Due to some error in knime workload, my EC2 instance stops responding where knime server is installed. every morning at a specific time.
I am using knime server small on AWS EC2 8 cores 32gb memory ( 26gb assigned in ini.config)
I am attaching a log for the last two days.
Please look into this and help us understand the issue.
please let me know if anything requires for analysis.
11 June 8 Am to 10 Am server was down.
10 June 9 am to 11 Am server was down.
Thanks for submitting your question and attaching the logs as well.
Can you please help us clarify a few more things.
When you say that you EC2 instance is not responding, what does that mean? Are workflows not running, and giving an error? Are you not able to get to the web portal to even see the jobs that are running or scheduled? What errors are you seeing in the workload, and can you send a screen shot of it?
What we saw in the logs was that there may have been a timeout for the web portal and Knime was attempting to run/execute/discard some jobs using a token that had expired. We may be able to adjust the timeout so that this doesn’t happen as frequently or we can test to see if that is the issue as well, once we get a bit more information on the issue.
as no error appear cant understand the cause. no screenshot available but.
after affect -
we cant reach to web portal.
during that time no scheduled workflow runs.
cant even login to AWS EC2 instance.( nothing is reachable ).
everything stuck / hang on screen.
Last option I left with Reboot the AWS EC2 instance.
I have sent alert on AWS cloud watch if such thing happens reboot it…
I have screen shot for AWS cloud watch…
I think when memory utilization high then it happens.
But i have given 26gb out of 32gb.
May be executor not releasing memory for next running workflow.
A few more questions to help us narrow down the issue:
Is it possible to give the machine more than 32G, say 64 and try increasing memory usage for Knime to 60 GB?
Do you know when the last scheduled job runs, or manually run job runs before the issue occurs is? And what workflow is specifically run at that time? I am curious if it is a specific job that is taking up a large amount of resources? If you can attach that workflow as well that may help us see if if this worfklow is very resource intensive.

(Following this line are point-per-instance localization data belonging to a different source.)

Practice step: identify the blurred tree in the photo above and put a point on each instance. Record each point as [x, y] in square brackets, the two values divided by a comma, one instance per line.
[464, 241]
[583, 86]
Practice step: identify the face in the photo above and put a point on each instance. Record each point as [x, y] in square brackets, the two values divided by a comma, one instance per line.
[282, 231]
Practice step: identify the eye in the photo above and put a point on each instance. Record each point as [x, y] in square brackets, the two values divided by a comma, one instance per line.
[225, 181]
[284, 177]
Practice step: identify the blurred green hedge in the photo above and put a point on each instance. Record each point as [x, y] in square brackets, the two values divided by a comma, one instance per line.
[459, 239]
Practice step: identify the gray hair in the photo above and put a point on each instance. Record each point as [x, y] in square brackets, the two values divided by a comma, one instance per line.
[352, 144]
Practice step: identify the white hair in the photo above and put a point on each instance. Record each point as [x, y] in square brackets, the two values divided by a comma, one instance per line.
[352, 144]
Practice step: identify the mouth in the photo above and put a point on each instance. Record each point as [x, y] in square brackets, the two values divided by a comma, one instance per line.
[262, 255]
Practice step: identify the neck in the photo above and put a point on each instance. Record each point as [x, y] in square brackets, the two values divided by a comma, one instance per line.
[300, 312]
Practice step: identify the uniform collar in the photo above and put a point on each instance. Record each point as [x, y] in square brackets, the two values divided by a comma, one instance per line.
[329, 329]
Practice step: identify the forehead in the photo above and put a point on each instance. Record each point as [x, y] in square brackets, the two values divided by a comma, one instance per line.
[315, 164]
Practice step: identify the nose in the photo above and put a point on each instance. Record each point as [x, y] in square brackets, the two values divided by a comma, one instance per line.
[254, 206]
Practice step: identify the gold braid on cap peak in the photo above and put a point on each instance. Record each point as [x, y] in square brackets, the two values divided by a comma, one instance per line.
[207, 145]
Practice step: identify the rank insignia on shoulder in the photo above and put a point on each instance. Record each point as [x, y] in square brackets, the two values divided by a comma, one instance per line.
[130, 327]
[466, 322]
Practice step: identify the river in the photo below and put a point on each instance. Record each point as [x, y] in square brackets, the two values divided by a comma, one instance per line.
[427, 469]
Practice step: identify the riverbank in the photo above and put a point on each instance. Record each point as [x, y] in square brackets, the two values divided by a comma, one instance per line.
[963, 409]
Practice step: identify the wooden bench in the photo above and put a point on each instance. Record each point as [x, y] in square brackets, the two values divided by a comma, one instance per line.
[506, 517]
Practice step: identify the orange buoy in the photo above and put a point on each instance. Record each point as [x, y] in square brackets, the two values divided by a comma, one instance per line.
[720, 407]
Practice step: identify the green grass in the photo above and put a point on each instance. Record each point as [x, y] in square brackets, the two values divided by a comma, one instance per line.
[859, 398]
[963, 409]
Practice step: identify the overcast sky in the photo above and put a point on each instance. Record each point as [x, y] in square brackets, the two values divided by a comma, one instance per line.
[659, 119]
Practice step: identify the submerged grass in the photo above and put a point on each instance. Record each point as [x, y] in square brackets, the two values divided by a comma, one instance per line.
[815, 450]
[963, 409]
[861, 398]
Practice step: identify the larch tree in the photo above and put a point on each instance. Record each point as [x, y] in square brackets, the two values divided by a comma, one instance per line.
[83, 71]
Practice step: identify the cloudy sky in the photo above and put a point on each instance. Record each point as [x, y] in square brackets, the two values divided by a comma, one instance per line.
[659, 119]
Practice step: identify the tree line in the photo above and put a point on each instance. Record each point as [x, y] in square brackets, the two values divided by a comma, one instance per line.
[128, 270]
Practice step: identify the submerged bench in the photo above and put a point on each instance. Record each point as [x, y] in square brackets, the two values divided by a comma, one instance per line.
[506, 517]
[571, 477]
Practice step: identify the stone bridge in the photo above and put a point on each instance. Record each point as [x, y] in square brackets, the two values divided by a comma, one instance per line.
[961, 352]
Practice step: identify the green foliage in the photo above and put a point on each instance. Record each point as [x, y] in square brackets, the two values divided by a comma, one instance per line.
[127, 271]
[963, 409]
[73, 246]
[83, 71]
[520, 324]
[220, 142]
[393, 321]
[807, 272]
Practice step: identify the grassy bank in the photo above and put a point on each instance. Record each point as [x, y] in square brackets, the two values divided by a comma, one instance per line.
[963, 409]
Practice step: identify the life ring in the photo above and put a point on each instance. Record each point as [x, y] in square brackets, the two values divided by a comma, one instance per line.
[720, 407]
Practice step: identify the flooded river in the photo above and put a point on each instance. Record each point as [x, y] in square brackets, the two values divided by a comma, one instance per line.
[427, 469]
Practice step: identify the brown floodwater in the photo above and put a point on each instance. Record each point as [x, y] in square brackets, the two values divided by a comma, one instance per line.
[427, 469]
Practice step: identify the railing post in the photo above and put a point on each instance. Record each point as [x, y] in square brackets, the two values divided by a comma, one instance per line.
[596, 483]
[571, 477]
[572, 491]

Are any other applications running on the Knime server? Any DB’s, AV software, etc…?
If the entire server is locking up and the issue is not just not being able to reach the Web GUI, then it appears to be an issue with memory usage.
I would like to first narrow it down to whether or not it is memory usage, and then if we determine that memory usage is the issue, then we can figure out what is causing the high memory spike. Please let me know if you are able to increase the memory usage and we can go from there.
Can you please also attach your configuration file, which can be found on the Knime server web interface or <server-repository>/config/knime-server.config. We want to take a look at what you currently have set so that we can see if there’s anything that might be affecting your environment.
Please set the com.knime.server.executor.max_lifetime= from 20 to -1
and then let’s also give the executor only 20 Gb to run, so that Tomcat and the OS have enough resources to run smoothly.
Let’s try these settings and go from there. If you still have issues with memory after changing these, we can adjust the executor settings to be a little less memory intensive.
Yes , I guess this was the solution,
but simultaneously I moved heavy workflow to separate time. and
com.knime.server.executor.max_lifetime= 10m
refused xms =24g/32g